I am not sure it will matter much to the direction of oil prices this week, but the weekly inventory cycle will get underway today as the API data will be released at 4:30 PM EST followed by the more widely watched EIA data on Thursday morning. My projections for this week’s inventory reports are summarized in the following table. I am expecting an across the board build for US oil stocks and yet another overall build in total commercial stocks of crude oil and refined products combined. I am expecting another strong build of about 2 million barrels of crude oil inventories, mostly as a result of the industry continuing to readjust inventories after managing end-of-year stock levels as well as a modest increase in imports. If the actual numbers are in sync with my projections the year-over-year surplus of crude oil would come in at 10.4 million barrels while the overhang versus the five-year average for the same week will be about 17.9 million barrels.

Stock projections

With runs expected to increase by about 0.1% and with imports expected to increase a bit, I am expecting another strong increase in gasoline stocks. Gasoline stocks are expected to build by about 1.3 million barrels, which would result in gasoline stocks hovering around 20 years highs for this time of the year. This week the gasoline year-over-year surplus is projected to widen around 11.5 million barrels while the surplus versus the five-year average for the same week will widen to about 17.8 million barrels. Gasoline stocks will have built for nine weeks in a row if my projection for another build this week is in line with the actuals. If so, gasoline stocks will have increased by about 23 million barrels over the aforementioned timeframe.

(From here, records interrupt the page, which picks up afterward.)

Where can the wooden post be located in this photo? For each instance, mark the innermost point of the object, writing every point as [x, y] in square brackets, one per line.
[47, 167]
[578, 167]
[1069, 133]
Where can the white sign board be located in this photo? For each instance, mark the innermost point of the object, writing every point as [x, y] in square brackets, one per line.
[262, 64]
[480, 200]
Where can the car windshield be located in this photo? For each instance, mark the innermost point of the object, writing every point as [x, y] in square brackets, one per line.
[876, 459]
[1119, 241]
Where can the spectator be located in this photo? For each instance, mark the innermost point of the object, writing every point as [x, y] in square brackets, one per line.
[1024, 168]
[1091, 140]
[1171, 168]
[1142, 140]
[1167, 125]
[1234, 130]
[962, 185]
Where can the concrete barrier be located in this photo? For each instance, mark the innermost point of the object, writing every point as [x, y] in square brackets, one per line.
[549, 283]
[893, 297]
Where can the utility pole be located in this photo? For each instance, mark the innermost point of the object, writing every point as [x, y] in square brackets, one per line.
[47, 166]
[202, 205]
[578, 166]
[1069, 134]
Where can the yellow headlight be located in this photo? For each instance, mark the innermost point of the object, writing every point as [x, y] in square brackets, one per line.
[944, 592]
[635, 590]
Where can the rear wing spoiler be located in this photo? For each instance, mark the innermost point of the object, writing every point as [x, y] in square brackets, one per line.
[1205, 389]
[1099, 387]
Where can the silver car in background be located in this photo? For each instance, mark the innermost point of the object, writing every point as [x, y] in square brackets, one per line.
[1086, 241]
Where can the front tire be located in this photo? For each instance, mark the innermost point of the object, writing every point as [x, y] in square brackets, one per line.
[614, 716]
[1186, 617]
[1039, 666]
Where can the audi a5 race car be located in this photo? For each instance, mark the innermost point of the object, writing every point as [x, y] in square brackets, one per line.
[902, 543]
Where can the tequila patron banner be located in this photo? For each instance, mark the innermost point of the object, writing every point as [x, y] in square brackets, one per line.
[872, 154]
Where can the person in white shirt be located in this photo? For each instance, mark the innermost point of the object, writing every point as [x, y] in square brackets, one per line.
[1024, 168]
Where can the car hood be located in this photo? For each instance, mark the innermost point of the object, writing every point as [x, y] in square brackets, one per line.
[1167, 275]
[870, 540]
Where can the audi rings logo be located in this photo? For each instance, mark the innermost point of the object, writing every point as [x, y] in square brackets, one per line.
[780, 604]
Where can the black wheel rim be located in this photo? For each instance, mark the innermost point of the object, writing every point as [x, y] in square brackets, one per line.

Distillate fuel is projected to increase modestly by 0.3 million barrels, mostly as a result of the warmer than normal temperatures experienced last week. As has been the case for the last eight weeks or so, it is mostly diesel fuel inventories that have been rising strongly as the US economy continues to grow very slowly. The latest NOAA weather forecasts are now calling for a return to more normal winter temperatures for the upper portion of the US over the next several weeks. With the vast majority of the winter heating season now in the history books, the consistent decline in heating oil stocks may also start to perform much like diesel stocks have been over the last several months and that is to start into a premature inventory building pattern during the projecting moderation of temperatures during the second half of February. In fact heating oil stocks actually built in last week's EIA report. If the actual EIA data is in sync with my distillate fuel projection inventories versus last year will likely now be about 8.9 million barrels above last year while the overhang versus the five-year average will be around 25.4 million barrels. Refiners are continuing to try to manage the overhang of crude oil by converting it into refined products and moving products into inventory. Net result the US continues to remain well oversupplied of just about everything in the oil complex with supply expected to remain robust for the foreseeable future.